Sağlık-Sen Stratejik Araştırmalar Merkezi (SASAM) Hekim Koordinatörü Doç. Dr. Ali Ramazan Benli, Sağlık Bakanlığı’nın Merkezi Hekim Randevu Sistemi (MHRS) ile ilgili yeni hazırladığı düzenlemeye ilişkin Sağlık-Sen’in hazırladığı raporu paylaştı. Kademeli sevk zincirine dikkat çekilen raporda, sistemin işleyişi için birçok konuya da vurgu yapıldı.
“Kademeli sevk zincirine geçilmeli”
Rapora ilişkin açıklamalarda bulunan Benli, MHRS’nin daha işlevsel hale gelmesi için kademeli sevk zincirinin oluşturulması gerektiğine dikkat çekerek, “Aile hekimliğinin dünyadaki uygulaması içerisinde sevk zinciri vazgeçilmez bir durumdur. Yani kişi acil olmayan bir şikayetinde önce aile hekimine gider ve aile hekimi gerekli muayene ve tetkiklerini yapar, tedavisini düzenler veya ilgili branşa sevk eder. Sevk zincirinin kurgulanması, hastane başvurularını azaltacak, hastanelerde uzman hizmet kalitesini artıracak ve sağlık maliyetlerini düşürecektir. Bu sebeple kademeli olarak sevk zincirine geçilmelidir. Ayrıca sevk zinciri sağlıkta dönüşüm programının tamamlanmasında önemli bir yer tutmaktadır” diye konuştu.
“MHRS’nin yüzde 20’si aile hekimlerine tahsis edilmeli”

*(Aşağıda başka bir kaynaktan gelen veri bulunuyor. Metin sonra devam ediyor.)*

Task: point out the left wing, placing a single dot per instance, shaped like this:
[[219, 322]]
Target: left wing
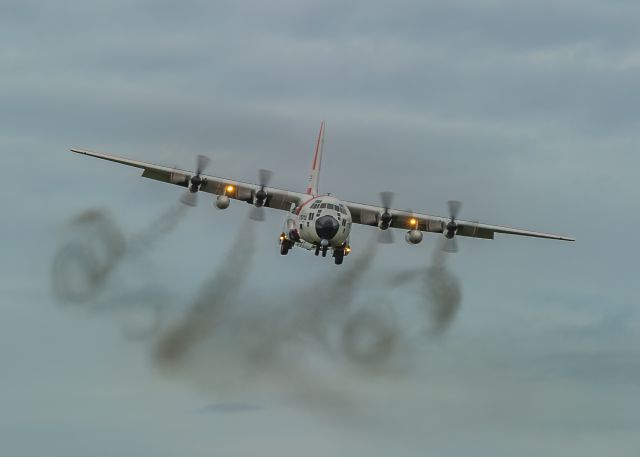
[[237, 190], [370, 215]]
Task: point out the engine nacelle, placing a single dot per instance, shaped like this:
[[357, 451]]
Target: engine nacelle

Kademeli sevk sistemi ile birçok sorunun önüne geçileceği ve sağlık hizmet kalitesinin daha da artacağına vurgu yapan Benli, “Kademeli sevk zincirinin oluşturulmasının daha önce pilot illerdeki sevk zinciri uygulamasından farkı; hastaların direkt hastanelere gitmesinin engellenmemesidir. Yani hastalar aile hekimlerinden sevk ile hastaneye gidebildikleri gibi direkt de gidebileceklerdir. Aile hekimi hastasını sevk etmeyi istediği zaman normal randevu sırasına yönlendirme yerine sistemi by-pass ederek sevkin sağlanması gerekmektedir. Çünkü hekim değerlendirmesinden geçen hastada sevk gerekliliği oluştu ise bu durum öncelikli sayılmalıdır. Bunun da ilk basamağı MHRS üzerinden planlanabilir. MHRS’nin belirli bir oranı, ilk etapta yüzde 20’si aile hekimlerine tahsis edilmeli. MHRS, Aile Hekimliği Bilgi Sistemi (AHBS) ve Hastane Bilgi Yönetim Sistemi (HBYS) ile entegredir. Aynı şekilde AHBS ve HBYS de birbirleri ile entegre olmalıdır. Aile hekimi hastasını sevk edeceği zaman kullanmış olduğu AHBS sisteminin ekranından sevk edebilmeli ve ne için sevk ettiğini sisteme yazabilmelidir. Bu durumu HBYS sisteminden sevk edilen doktor görebilmelidir. Hastanede karşılayan doktor hastanın değerlendirmesini, nasıl takip edilmesi ve hangi durumlarda tekrar görmesi gerektiğini aile hekiminin göreceği sisteme yazabilmelidir. Böylece basamaklar arası iletişim daha sağlıklı hale gelir. Farklı basamaklarda çalışan hekimlerin dijital sistem üzerinden iletişimlerinin artırılması sistemin verimliliğini artıracaktır” ifadelerini kullandı.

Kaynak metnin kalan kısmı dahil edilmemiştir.